P(r) = ∑_hkl | Fhkl |²e^{−2πi(hx+ky+lz)}

The outcome of a Patterson synthesis is a map of the vector separations of the atoms (the distances and directions between atoms) in the unit cell. Thus, if atom A is at the coordinates (xA,yA,zA) and atom B is at (xB,yB,zB), then there will be a peak at (xA − xB, yA −yB,zA−zB) in the Patterson map. There will also be a peak at the negative of these coordinates, because there is a vector from B to A as well as a vector from A to B. The height of the peak in the map is proportional to the product of the atomic numbers of the two atoms, ZAZB. For example, if the unit cell has the structure shown in Fig. 20.25a, the Patterson synthesis would be the map shown in Fig. 20.25b, where the location of each spot relative to the origin gives the separation and relative orientation of each pair of atoms in the original structure. Heavy atoms dominate the scattering because their scattering factors are large, of the order of their atomic numbers, and their locations may be deduced quite readily. The sign of Fhkl can now be calculated from the locations of the heavy atoms in the unit cell, and to a high probability the phase calculated for them will be the same as the phase for the entire unit cell. To see why this is so, we have to note that a structure fac tor of a centrosymmetric cell has the form

F= (±) f_heavy + (±) f_light + (±) f_light + · · ·

where fheavy is the scattering factor of the heavy atom and flight the scattering factors of the light atoms. The flight are all much smaller than fheavy, and their phases are more or less random if the atoms are distributed throughout the unit cell. Therefore, the net effect of the flight is to change F only slightly from fheavy, and we can be reasonably confident that F will have the same sign as that calculated from the location of the heavy atom. This phase can then be combined with the observed |F| (from the reflection intensity) to perform a Fourier synthesis of the full electron density in the unit cell, and hence to locate the light atoms as well as the heavy atoms. Modern structural analyses make extensive use of direct methods. Direct methods are based on the possibility of treating the atoms in a unit cell as being virtually randomly distributed (from the radiation’s point of view), and then using statistical techniques to compute the probabilities that the phases have a particular value. It is possible to deduce relations between some structure factors and sums (and sums of squares) of others, which have the effect of constraining the phases to particular values (with high probability, so long as the structure factors are large). For example, the Sayre probability relation has the form sign of F _{h+h′,k+k′,l+l}′ is probably equal to (sign of Fhkl) × (sign of F _h′k′l′)

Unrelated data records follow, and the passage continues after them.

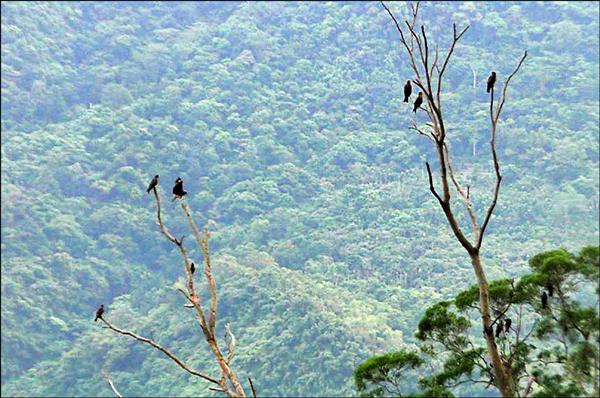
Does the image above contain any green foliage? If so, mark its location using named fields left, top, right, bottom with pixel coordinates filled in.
left=356, top=246, right=600, bottom=397
left=354, top=351, right=423, bottom=397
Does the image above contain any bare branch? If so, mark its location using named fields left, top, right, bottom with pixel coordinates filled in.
left=409, top=123, right=435, bottom=143
left=494, top=51, right=527, bottom=123
left=153, top=187, right=178, bottom=246
left=425, top=162, right=443, bottom=203
left=248, top=377, right=256, bottom=398
left=225, top=324, right=236, bottom=364
left=100, top=318, right=219, bottom=384
left=475, top=51, right=527, bottom=249
left=444, top=143, right=480, bottom=236
left=103, top=374, right=123, bottom=398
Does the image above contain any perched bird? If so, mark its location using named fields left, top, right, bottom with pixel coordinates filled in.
left=94, top=304, right=104, bottom=322
left=404, top=80, right=412, bottom=102
left=487, top=72, right=496, bottom=93
left=542, top=292, right=548, bottom=309
left=146, top=174, right=158, bottom=193
left=173, top=177, right=187, bottom=200
left=413, top=92, right=423, bottom=113
left=496, top=319, right=504, bottom=337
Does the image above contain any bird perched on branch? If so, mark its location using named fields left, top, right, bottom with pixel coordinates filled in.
left=542, top=292, right=548, bottom=309
left=173, top=177, right=187, bottom=201
left=487, top=72, right=496, bottom=93
left=146, top=174, right=158, bottom=193
left=94, top=304, right=104, bottom=322
left=413, top=91, right=423, bottom=113
left=404, top=80, right=412, bottom=102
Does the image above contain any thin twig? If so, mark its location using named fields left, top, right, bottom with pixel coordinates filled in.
left=100, top=318, right=219, bottom=384
left=248, top=377, right=256, bottom=398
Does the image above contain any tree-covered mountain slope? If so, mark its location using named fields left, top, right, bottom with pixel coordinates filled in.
left=1, top=2, right=600, bottom=396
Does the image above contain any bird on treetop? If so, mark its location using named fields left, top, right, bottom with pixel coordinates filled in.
left=146, top=174, right=158, bottom=193
left=173, top=177, right=187, bottom=201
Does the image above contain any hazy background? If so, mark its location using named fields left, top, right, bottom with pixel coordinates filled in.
left=1, top=2, right=599, bottom=396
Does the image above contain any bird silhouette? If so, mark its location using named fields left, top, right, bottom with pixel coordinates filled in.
left=146, top=174, right=158, bottom=193
left=404, top=80, right=412, bottom=102
left=487, top=72, right=496, bottom=93
left=413, top=92, right=423, bottom=113
left=173, top=178, right=187, bottom=201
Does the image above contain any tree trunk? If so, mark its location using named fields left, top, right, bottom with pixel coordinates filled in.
left=469, top=251, right=515, bottom=397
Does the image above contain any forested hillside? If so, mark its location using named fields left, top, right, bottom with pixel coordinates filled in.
left=1, top=2, right=600, bottom=396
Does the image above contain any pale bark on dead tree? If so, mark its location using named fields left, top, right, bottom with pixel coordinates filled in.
left=101, top=187, right=251, bottom=398
left=381, top=2, right=527, bottom=397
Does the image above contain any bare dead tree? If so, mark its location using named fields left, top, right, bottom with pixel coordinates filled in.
left=381, top=2, right=527, bottom=397
left=101, top=187, right=256, bottom=398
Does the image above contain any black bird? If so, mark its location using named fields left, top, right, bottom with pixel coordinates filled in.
left=487, top=72, right=496, bottom=93
left=542, top=292, right=548, bottom=309
left=413, top=92, right=423, bottom=113
left=404, top=80, right=412, bottom=102
left=173, top=178, right=187, bottom=200
left=94, top=304, right=104, bottom=322
left=146, top=174, right=158, bottom=193
left=496, top=319, right=504, bottom=337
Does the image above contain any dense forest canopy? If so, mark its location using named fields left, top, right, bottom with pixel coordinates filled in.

For example, if F₁₂₂ and F₂₃₂ are both large and negative, then it is highly likely that F₃₅₄, provided it is large, will be positive.

Fig. 20.25 The Patterson synthesis corresponding to the pattern in (a) is the pattern in (b). The distance and orientation of each spot from the origin gives the orientation and separation of one atom–atom separation in (a). Some of the typical distances and their contribution to (b) are shown as R1, etc.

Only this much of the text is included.